My old tiller was the kind that beat you to death I was young and could handle it was using it one time and the axle broke off and the tiller ran across the ground I used to raise a big garden but it's been years and the ground has gotten super hard .I was thinking about trying to raise a bucket garden take 5 gal buckets and raise some lettuce radishes and onions with some tomatoes.. sounds like you know a lot about gardening what type of dirt do you think I need to do that if you don't mind me inquiring.

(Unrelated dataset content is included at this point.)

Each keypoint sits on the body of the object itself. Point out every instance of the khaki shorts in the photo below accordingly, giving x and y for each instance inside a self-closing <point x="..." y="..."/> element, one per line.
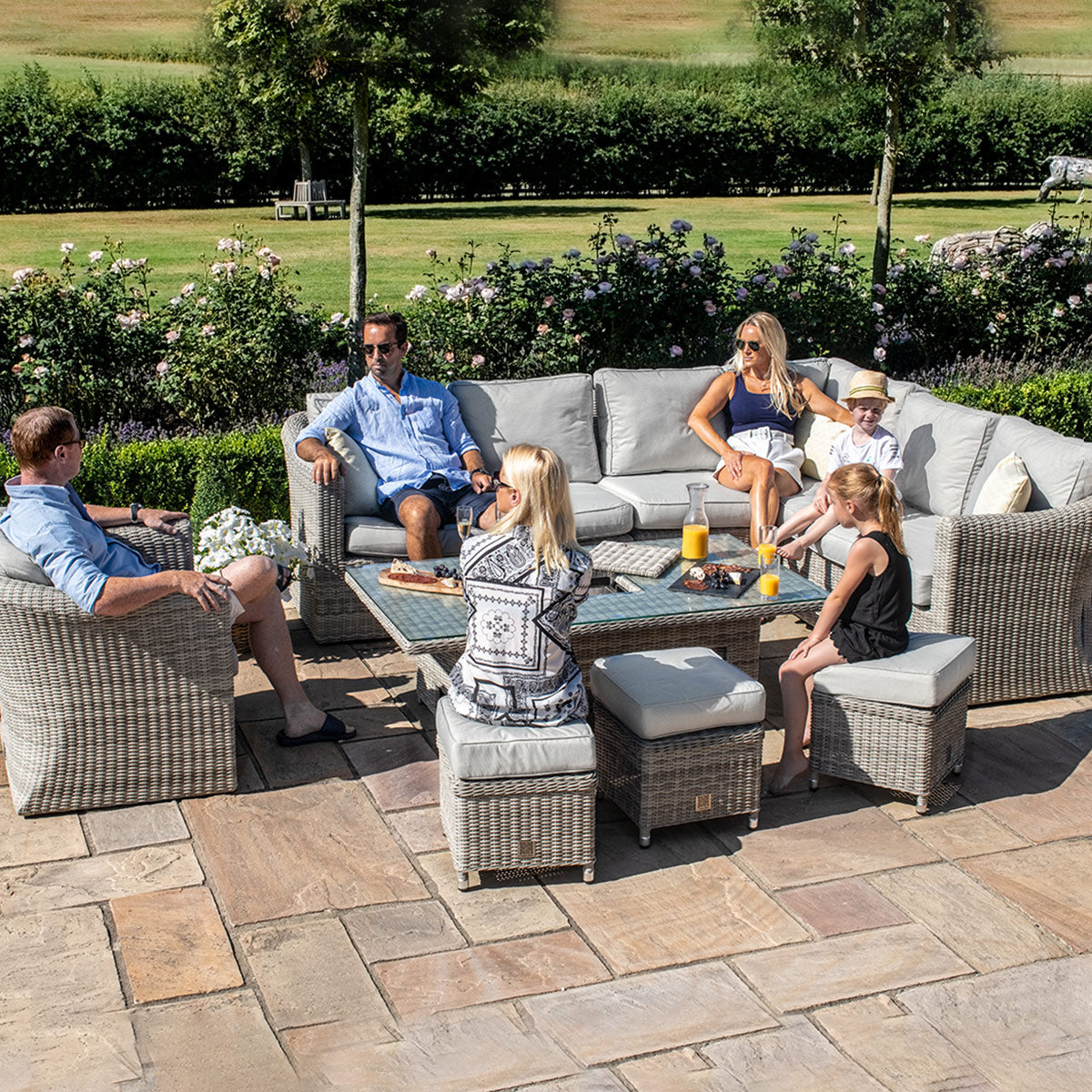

Growing in a bucket isn't any different than in the ground, good composted top soil mix in some vermiculite , voila! I usually drill 6- 3/8 or 1/2" holes in the bottom of the bucket for drainage, cover with a piece of landscape cloth, a couple 3 inches of gravel, then fill it with dirt Voila! This year I'm planting Green, Red and Yellow or Orange peppers, Sugar Snap Peas, a hill of Green Beans, Maters 2 diff cherry types and 1 slicing, Zucchini, Crook Neck Squash in buckets, Pickle Cukes go in the raised bed.
 
I got some creole tomatoes, sweet cherry tomatoes and bell peppers in the dirt today that I pick up from the local nursery. My heirloom seedling are waiting their turn.
Is creole a variety of tomato? I got 3 varieties of Heirloom tomatoes in the ground already and probably won't put anymore in (this year) but you have me curious about the "creole". Heirloom?